Назад | Перейти на главную страницу

при обновлении до jre 1.7 update 40 невозможно запустить главную страницу Tomcat 7.0.37 и 7.0.42 с аутентификацией клиента

В Windows Server 2008 Tomcat 7.0.37 и обновление 21 JRE 7 отлично работают с аутентификацией клиента с использованием следующей записи файла server.xml:

<Connector port="8443" crlFile="conf/mvca.crl" truststoreType="JKS"  truststorePass="changeit" truststoreFile="c:/program files/java/jre7/lib/security/cacerts" keystorePass="maxview" keystoreFile="conf/mvkey.ks" sslProtocol="TLS" clientAuth="true" secure="true" scheme="https" maxThreads="150" SSLEnabled="true" protocol="HTTP/1.1"/>

После обновления до JRE 7 update 40 я больше не могу открывать главную страницу tomcat по адресу: https: /mymachine.mydomain.com: 8443

Я вижу ту же ошибку при использовании JRE 7 update 40 и Tomcat 7.0.42.

Код ошибки HTTP отсутствует. Отображаемое сообщение об ошибке: Internet Explorer не может отобразить веб-страницу.

Запустится служба Tomcat7.

Если аутентификация клиента отключена, будет работать главная страница.

Я не вижу соответствующих сообщений об ошибках в журналах Tomcat.

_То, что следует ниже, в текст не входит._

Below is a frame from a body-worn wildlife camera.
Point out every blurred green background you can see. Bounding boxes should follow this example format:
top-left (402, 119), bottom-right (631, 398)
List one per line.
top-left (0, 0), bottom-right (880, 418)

Какие шаги я могу предпринять, чтобы пролить свет на проблему и определить ее первопричину?

tomcat7

Интересно, связано ли это с некоторыми криптографическими изменениями в обновлении 40, когда ключи RSA <1024 были отключены.

Из примечаний к выпуску:

http://www.oracle.com/technetwork/java/javase/7u40-relnotes-2004172.html#newft

Сертификаты x.509 по умолчанию имеют более длинную длину ключа Начиная с версии 7u40, использование сертификатов x.509 с ключами RSA длиной менее 1024 бит ограничено. Это ограничение применяется через свойство безопасности Java, jdk.certpath.disabledAlgorithms. Значение по умолчанию jdk.certpath.disabledAlgorithms теперь выглядит следующим образом:

jdk.certpath.disabledAlgorithms = MD2, RSA keySize <1024 Чтобы избежать проблемы совместимости, пользователям, которые используют сертификаты X.509 с ключами RSA менее 1024 бит, рекомендуется обновить свои сертификаты с помощью более надежных ключей. В качестве обходного пути пользователи на свой страх и риск могут изменить размер ключа, чтобы разрешить меньшие размеры ключей, с помощью свойства безопасности jdk.certpath.disabledAlgorithms.

Быстрая разница в $JAVA_HOME/jre/lib/security/java.security показывает:

$ diff java.security /opt/jdk1.7.0_21/jre/lib/security/java.security

149,152c149,150
<                com.sun.org.apache.xml.internal.security.,\
<                com.sun.org.glassfish.,\
<                org.jcp.xml.dsig.internal.,\
<                oracle.jrockit.jfr.
---
>                com.sun.org.glassfish.
>
186,189c184,185
<                    com.sun.org.apache.xml.internal.security.,\
<                    com.sun.org.glassfish.,\
<                    org.jcp.xml.dsig.internal.,\
<                    oracle.jrockit.jfr.
---
>                    com.sun.org.glassfish.
>
402c398
< jdk.certpath.disabledAlgorithms=MD2, RSA keySize < 1024
---
> jdk.certpath.disabledAlgorithms=MD2



jdk.certpath.disabledAlgorithms=MD2, RSA keySize < 1024

Странно, что нет логов, указывающих на то, что не так.